Portrush Harbour is lined with seafood restaurants and the fishing boats that supply them.

IT’S SATURDAY MORNING AT ST GEORGE’S and the market in central Belfast is thick with competing aromas: crisping bacon from an Ulster fry, rich coffee and the sweet fragrance of dahlias on a farm stall laden with rhubarb, blackcurrants and a rainbow of fruit juices. Nearby a band plays Here Comes the Sun and, as if on cue, the daylight filtering through the Victorian glass roof intensifies. At an open door behind the seafood traders, a gull waits for scraps. A young fishmonger holds up today’s haul: a gleaming, pinkish-orange slab of salmon. Next to him, Alan Coffey, a moustached old-hand in his yellow fisherman’s wellies, shucks oysters for a buyer who can’t wait until he’s home to try them. ‘We’ve always been spoilt for seafood, with all the loughs and the Irish Sea,’ says Alan, surrounded by evidence of this – heaps of crabs, lobsters, mussels and winkles.

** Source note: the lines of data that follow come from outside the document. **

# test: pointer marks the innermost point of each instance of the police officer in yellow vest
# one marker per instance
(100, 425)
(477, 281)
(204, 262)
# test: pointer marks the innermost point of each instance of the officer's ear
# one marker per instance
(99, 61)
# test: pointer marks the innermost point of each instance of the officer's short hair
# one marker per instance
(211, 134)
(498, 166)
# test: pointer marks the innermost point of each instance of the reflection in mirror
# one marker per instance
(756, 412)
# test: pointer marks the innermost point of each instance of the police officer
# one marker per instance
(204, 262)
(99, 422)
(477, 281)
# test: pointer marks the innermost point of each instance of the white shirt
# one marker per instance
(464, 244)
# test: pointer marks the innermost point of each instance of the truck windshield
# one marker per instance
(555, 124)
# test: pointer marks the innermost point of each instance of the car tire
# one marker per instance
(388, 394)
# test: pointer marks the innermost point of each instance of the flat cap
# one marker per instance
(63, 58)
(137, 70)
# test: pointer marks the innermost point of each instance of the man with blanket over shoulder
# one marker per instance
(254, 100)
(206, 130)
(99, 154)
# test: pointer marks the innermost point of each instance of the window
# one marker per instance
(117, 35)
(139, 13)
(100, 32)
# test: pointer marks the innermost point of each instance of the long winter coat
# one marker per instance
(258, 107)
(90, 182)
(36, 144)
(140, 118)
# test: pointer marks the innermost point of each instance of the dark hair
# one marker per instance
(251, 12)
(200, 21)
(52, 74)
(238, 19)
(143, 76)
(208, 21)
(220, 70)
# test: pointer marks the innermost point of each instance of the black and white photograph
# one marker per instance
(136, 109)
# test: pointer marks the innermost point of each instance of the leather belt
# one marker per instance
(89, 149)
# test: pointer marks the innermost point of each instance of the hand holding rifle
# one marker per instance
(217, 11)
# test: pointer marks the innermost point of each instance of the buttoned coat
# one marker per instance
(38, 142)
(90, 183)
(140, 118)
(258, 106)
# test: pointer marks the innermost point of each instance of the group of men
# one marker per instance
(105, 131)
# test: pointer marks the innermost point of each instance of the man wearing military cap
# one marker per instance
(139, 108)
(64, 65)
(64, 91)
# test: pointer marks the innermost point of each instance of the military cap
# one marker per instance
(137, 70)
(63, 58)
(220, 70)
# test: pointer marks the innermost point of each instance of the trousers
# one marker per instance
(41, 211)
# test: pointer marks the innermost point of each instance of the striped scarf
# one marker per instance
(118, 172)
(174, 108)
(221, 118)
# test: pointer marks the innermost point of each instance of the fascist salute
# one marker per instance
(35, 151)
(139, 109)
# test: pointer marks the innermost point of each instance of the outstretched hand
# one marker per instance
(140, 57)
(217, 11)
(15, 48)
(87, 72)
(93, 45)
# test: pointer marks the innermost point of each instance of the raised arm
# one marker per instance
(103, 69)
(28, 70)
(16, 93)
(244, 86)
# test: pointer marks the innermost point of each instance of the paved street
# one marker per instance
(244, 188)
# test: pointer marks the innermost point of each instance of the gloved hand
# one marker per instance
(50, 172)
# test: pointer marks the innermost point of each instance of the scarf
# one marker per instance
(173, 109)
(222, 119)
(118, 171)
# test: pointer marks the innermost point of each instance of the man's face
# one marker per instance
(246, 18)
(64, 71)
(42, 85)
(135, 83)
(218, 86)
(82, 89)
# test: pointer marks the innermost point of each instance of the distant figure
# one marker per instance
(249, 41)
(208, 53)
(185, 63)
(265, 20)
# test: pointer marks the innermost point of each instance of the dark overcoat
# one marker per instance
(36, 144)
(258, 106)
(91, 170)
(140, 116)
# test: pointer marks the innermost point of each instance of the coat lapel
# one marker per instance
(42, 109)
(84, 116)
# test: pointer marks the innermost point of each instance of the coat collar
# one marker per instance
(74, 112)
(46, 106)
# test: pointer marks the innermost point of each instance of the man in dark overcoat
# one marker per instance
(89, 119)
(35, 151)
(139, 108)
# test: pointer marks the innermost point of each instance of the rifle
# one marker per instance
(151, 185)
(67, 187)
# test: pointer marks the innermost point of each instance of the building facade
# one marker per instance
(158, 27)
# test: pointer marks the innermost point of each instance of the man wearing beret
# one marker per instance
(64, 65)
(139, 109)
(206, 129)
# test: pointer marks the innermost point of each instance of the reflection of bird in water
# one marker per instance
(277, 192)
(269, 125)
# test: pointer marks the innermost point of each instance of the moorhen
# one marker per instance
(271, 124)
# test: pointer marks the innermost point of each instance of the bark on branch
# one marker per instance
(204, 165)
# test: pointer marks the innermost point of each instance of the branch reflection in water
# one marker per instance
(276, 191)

Will Abernethy churns butter in the traditional fashion

Over the three decades that Alan has run a stall, the market has transformed along with the nation. When he started, St George’s predominantly sold fresh produce to the neighbourhood. In 1999 – a year after the Good Friday Agreement signalled peace for Northern Ireland – the market reopened following an extensive restoration, and alongside the butchers, fishmongers and fruit-and-veg sellers sprung vendors selling hot food and artisanal goods. ‘During the Troubles, if there was a bomb in Belfast, no-one came that day,’ recalls Alan. ‘Now people travel 50 miles to the market and make a day of it.’


One of the new wave of stallholders that helped make St George’s a destination is Suki Tea ( From selling a handful of flavours at the market in 2005, including its signature Belfast Brew – a kick-you-out-of-bed strength of cuppa – the boutique blender now exports worldwide. The company also runs a tea academy out of its warehouse located on the Peace Line – a barrier built in 1969 to separate clashing Catholic and Protestant neighbourhoods, now covered in murals and messages. ‘We’ve seen the market blossom. It’s a real springboard for food and drink entrepreneurs,’ says Suki Tea founder Oscar Woolley, as he balances manning the stall and cradling his little boy in his arms.